Years ago, some students told me they’d much rather text than make a phone call. It gave them more time to compose themselves (literally), to get their responses just right. At the time, I found this alarming. It seemed to signal the death of society. Soon we would all be crouched alone in separate cells, conceiving by DHL package, and cringing with revulsion at the vulgar noises other people make.
Social media platforms have made it much worse. For many people, their online presence has become the most important aspect of their lives. They spend most of their leisure time on it, and probably more thinking about it. Theirs is a world made entirely of words, where the only referents are other words, so nothing can be proved false. Online identities are self-created – built up in type. They have loyalty only to their own narrative.
This has allowed an almost complete disconnection, rather than community. All you are left with is the flimsiest persona: you are nothing more than what you say you are[1]. In the space behind the façade, the true you that yearns to be understood and accepted despite its flaws, withers into paranoid loneliness.
We nourish a suspicion that we are unworthy of our own curated image. We have been dishonest, and will be found out. Social media leads to existential crisis rather than the promised spiritually reinforcement.
If we are frauds, it seems likely that everybody else is, too. We police our online communities relentlessly. We are pitiless, searching for traitors who masquerade as loyalists. Without access to truth, no one can be trusted, even our own people.

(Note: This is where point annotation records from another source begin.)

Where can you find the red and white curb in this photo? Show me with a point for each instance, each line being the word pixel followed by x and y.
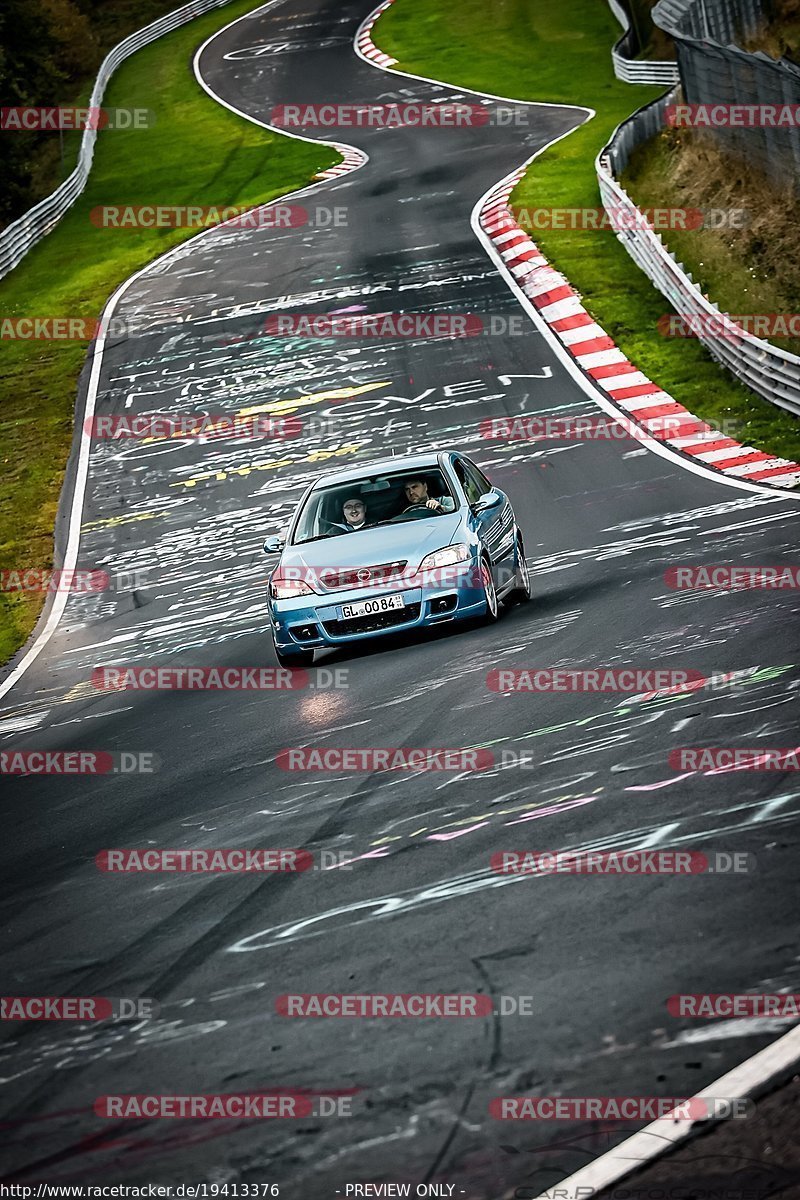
pixel 641 400
pixel 352 157
pixel 365 42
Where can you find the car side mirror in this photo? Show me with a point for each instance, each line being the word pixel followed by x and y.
pixel 487 501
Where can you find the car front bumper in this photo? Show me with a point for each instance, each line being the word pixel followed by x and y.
pixel 314 622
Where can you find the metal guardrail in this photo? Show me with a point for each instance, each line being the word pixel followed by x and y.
pixel 715 71
pixel 631 70
pixel 24 233
pixel 770 372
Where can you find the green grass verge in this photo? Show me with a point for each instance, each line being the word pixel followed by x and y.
pixel 198 153
pixel 753 269
pixel 561 53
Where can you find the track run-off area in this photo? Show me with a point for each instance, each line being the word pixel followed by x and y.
pixel 403 897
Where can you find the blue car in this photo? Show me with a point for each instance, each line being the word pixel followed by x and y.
pixel 392 545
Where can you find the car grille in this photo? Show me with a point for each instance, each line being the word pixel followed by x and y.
pixel 348 576
pixel 374 622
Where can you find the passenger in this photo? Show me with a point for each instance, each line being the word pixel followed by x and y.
pixel 355 515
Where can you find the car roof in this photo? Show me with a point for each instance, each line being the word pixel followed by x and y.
pixel 378 466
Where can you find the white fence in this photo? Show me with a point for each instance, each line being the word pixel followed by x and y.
pixel 19 237
pixel 632 70
pixel 771 372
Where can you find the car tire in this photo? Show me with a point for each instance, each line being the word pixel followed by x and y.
pixel 521 594
pixel 489 593
pixel 294 658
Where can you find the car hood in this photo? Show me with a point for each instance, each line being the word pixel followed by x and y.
pixel 409 540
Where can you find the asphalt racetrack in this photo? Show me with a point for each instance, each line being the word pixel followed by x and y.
pixel 415 907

It should be no surprise that trolling and calling out and cancelling are so universal and are such potent weapons. Nothing is truer than anything else. Words can be instantly contradicted; self-nurturing stories replaced by salacious lies. If these are the only substance of your being, and the admiration they attract, the only basis of your sense of value, then a vicious, invented rumour has as much body, as much truth, as any of your honest revelations. In fact, the most memorable narratives are likely to win out – the saltiest sea-stories; the juiciest gossip. Then you’re in trouble.
Footnotes
[1] Just before I gave up Facebook, I got a friend request from a 23 year old surfer babe called Kelly, who apparently knew me “from way back”. No doubt she was two sweaty middle-aged men in a bedsit somewhere, with an untraceable bank account and a deep cynicism about humankind.